Motores de crecimiento: de suscripciones a agentes de IA
Los catalizadores clave de este crecimiento explosivo son tres áreas. En primer lugar, la base de suscriptores de ChatGPT sigue aumentando de manera constante. En segundo lugar, las ventas de herramientas para desarrolladores orientadas al trabajo con código crecen rápidamente. En tercer lugar, el joven negocio publicitario comienza a aportar una contribución notable a los ingresos totales.
Cabe destacar que julio mostró un crecimiento de ingresos de más del 20% en comparación con junio, y al cierre del mes la compañía ganó más que durante todo el segundo trimestre. Esto se vio favorecido por la nueva política de precios: la reducción del costo de los servicios para los clientes no solo no provocó una caída en los ingresos, sino que también atrajo a nuevos clientes corporativos. Un impulso adicional provino de los agentes de IA, sistemas especializados para la automatización de tareas. Productos como Codex para programadores y ChatGPT Work para equipos de oficina están empujando activamente a los clientes a migrar a planes más caros.
La directora financiera, Sarah Friar, había pronosticado anteriormente ingresos superiores a los $20 mil millones para finales de 2025. Ahora, la dirección se fija el objetivo de obtener la mitad de todos los ingresos de clientes corporativos ya para finales del año en curso. La compañía no comenta oficialmente las nuevas cifras, pero la cifra de $40 mil millones parece totalmente alcanzable, dada la dinámica actual.
Turbulencia de personal en el camino hacia la bolsa
Sin embargo, en medio de los éxitos financieros, la empresa se ve sacudida por cambios de personal. En las próximas semanas, OpenAI dejará la directora de ingresos, Denise Dresser, quien trabajó en la compañía durante unos ocho meses. Las ventas mundiales estarán a cargo de Dali Rajic, quien anteriormente ocupó el cargo de presidente en la empresa de ciberseguridad Wiz. La salida de Dresser sigue a la renuncia de Brad Lightcap, parte de cuyas funciones se planeaba transferirle. Hace un mes, por motivos de salud, también se fue Fidji Simo.

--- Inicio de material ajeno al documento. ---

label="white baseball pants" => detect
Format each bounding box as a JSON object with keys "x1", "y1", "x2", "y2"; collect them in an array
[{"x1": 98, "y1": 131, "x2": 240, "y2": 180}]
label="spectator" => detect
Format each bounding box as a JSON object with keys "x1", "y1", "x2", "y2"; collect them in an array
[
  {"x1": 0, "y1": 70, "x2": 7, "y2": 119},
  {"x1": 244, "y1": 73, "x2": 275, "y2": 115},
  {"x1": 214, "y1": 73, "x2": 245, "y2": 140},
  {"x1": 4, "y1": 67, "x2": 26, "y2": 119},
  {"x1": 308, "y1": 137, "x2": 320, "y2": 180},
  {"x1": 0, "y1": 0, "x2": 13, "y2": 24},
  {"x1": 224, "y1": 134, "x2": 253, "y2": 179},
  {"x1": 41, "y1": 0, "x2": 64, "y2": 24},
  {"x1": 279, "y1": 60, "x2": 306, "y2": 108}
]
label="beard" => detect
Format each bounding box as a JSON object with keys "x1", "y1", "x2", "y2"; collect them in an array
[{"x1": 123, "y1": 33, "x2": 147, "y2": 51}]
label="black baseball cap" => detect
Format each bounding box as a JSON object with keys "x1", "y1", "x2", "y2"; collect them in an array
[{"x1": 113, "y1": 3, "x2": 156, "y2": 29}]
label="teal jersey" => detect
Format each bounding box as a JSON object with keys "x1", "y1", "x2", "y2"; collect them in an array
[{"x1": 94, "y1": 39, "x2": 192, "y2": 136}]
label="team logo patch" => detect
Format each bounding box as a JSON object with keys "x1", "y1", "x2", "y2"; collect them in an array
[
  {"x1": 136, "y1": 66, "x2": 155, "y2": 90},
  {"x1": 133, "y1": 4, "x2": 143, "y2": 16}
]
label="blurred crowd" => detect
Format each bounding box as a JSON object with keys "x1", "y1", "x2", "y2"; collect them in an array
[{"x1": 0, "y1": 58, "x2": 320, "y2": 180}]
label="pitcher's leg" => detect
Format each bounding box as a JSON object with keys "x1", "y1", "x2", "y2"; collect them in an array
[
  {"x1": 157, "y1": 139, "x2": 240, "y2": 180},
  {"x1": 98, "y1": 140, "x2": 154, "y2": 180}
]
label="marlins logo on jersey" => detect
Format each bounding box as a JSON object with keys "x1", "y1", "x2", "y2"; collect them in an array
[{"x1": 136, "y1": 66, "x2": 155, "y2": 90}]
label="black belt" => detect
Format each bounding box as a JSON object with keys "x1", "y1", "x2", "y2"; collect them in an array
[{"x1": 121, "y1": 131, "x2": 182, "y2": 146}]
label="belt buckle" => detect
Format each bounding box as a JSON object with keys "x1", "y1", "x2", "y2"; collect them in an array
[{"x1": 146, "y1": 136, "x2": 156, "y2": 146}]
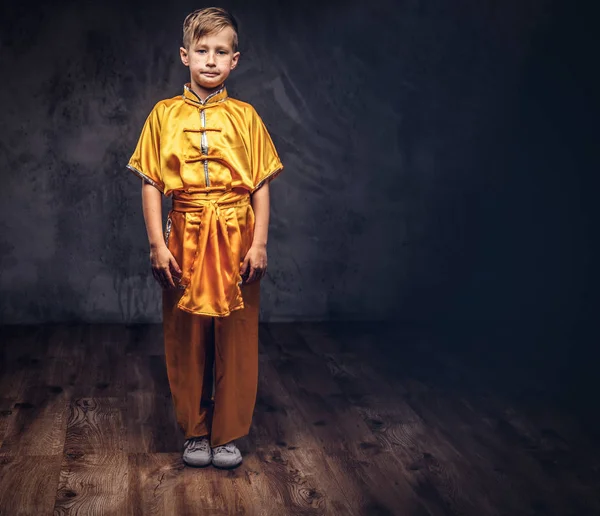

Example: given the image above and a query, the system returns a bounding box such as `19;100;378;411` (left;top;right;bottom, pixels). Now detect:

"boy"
127;7;283;468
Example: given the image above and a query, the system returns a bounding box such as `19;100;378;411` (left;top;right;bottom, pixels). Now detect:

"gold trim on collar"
182;82;227;106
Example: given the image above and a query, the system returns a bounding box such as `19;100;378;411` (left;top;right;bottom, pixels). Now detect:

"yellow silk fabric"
127;83;283;316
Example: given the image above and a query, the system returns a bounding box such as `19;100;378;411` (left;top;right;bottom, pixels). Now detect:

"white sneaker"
183;436;212;467
212;441;242;468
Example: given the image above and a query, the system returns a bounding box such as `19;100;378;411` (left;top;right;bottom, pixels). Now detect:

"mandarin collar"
182;82;227;106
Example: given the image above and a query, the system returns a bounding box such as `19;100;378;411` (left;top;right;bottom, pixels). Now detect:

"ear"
179;47;190;66
231;52;240;70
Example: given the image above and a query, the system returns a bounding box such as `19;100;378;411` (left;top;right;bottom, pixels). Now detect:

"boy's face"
179;27;240;97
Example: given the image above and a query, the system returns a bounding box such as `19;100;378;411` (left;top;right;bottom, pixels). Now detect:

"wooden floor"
0;323;600;516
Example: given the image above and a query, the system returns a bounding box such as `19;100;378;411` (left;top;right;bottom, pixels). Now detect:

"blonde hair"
183;7;238;52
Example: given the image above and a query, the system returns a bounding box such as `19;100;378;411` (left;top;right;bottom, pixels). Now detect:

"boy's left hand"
240;244;267;283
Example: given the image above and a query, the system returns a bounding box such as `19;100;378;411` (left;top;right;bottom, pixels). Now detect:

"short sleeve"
127;104;165;192
250;108;283;192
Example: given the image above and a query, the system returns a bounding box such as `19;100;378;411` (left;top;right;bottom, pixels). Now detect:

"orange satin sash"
172;190;254;316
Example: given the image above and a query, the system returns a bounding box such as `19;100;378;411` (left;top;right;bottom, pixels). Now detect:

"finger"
240;258;248;276
156;270;167;288
151;268;162;287
169;257;181;274
162;267;175;288
169;262;181;283
249;266;258;281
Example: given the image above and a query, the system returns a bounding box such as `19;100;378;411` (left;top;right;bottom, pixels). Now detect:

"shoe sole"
212;460;244;469
182;459;212;468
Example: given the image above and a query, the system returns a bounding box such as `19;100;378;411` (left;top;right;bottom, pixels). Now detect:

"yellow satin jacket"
127;83;283;317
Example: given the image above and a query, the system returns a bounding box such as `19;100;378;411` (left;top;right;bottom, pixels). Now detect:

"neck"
190;81;223;102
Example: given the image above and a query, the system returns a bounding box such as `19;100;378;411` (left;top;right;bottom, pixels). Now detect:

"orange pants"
163;281;260;446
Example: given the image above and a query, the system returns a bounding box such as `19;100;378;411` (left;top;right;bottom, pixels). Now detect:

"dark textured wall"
0;0;597;322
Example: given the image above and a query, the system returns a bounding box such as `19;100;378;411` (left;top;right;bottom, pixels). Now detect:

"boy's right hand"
150;245;181;288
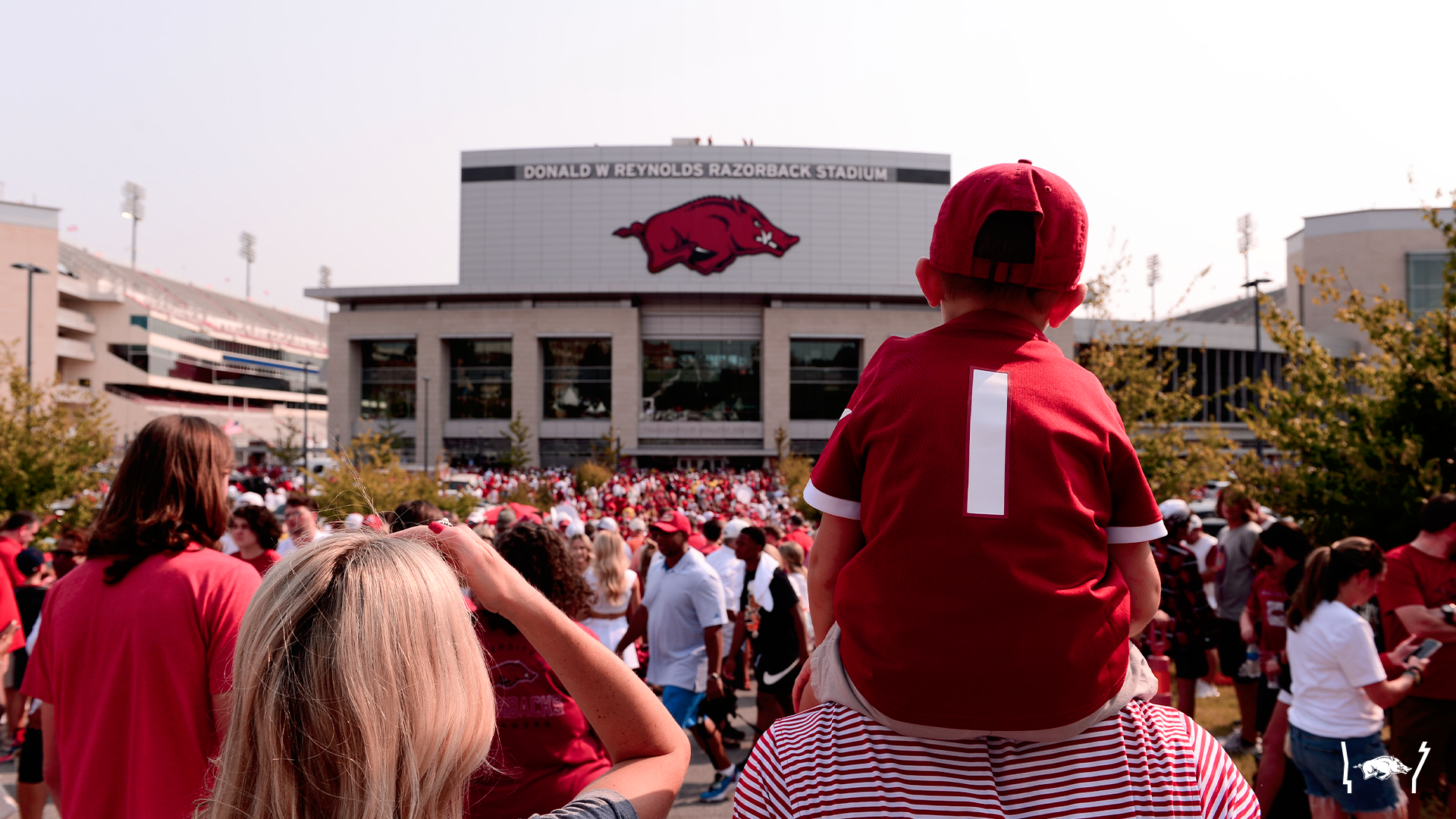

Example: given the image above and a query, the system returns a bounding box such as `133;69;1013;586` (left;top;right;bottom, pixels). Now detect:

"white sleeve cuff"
804;481;859;520
1100;521;1168;544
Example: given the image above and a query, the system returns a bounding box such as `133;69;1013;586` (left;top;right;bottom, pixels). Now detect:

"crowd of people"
0;160;1456;819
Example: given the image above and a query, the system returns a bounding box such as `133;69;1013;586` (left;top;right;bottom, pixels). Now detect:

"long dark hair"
1287;538;1385;631
481;523;592;634
86;416;233;583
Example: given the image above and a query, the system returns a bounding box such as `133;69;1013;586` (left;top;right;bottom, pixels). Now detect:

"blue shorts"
1288;726;1410;813
663;685;708;729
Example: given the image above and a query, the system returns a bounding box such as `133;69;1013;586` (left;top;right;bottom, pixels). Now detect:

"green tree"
1078;253;1236;500
0;345;115;520
1239;193;1456;548
318;430;476;517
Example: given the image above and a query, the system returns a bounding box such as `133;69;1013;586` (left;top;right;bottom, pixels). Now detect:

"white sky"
0;0;1456;318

La ola de renuncias ha golpeado a OpenAI desde hace tiempo. En los últimos meses, la compañía han abandonado el jefe del departamento de ética, el responsable de la división de seguridad y el ex director de desarrollo estratégico. El presidente Greg Brockman ha asumido parte de las tareas de gestión para estabilizar la situación.
La preparación para la OPI avanza a buen ritmo: la compañía ha presentado su solicitud de salida a bolsa en modo confidencial y recientemente recompró acciones a los empleados por $7 mil millones con fondos propios. Al mismo tiempo, el competidor Anthropic planea salir a bolsa ya en octubre con una valoración que supera los $2 billones. Las cotizaciones de OpenAI dependerán directamente de si el crecimiento de los ingresos supera el efecto negativo de la salida de ejecutivos clave.
Mi opinión: Los resultados financieros de OpenAI son impresionantes, pero el caos de personal en vísperas de la OPI es una señal alarmante para los inversores. El mercado de la IA se vuelve cada vez más competitivo, y la estabilidad del equipo directivo a menudo resulta un factor tan importante como el ritmo de crecimiento de los ingresos. El éxito de la colocación dependerá de si la compañía logra convencer al mercado de su capacidad para mantener el liderazgo en medio de las turbulencias internas.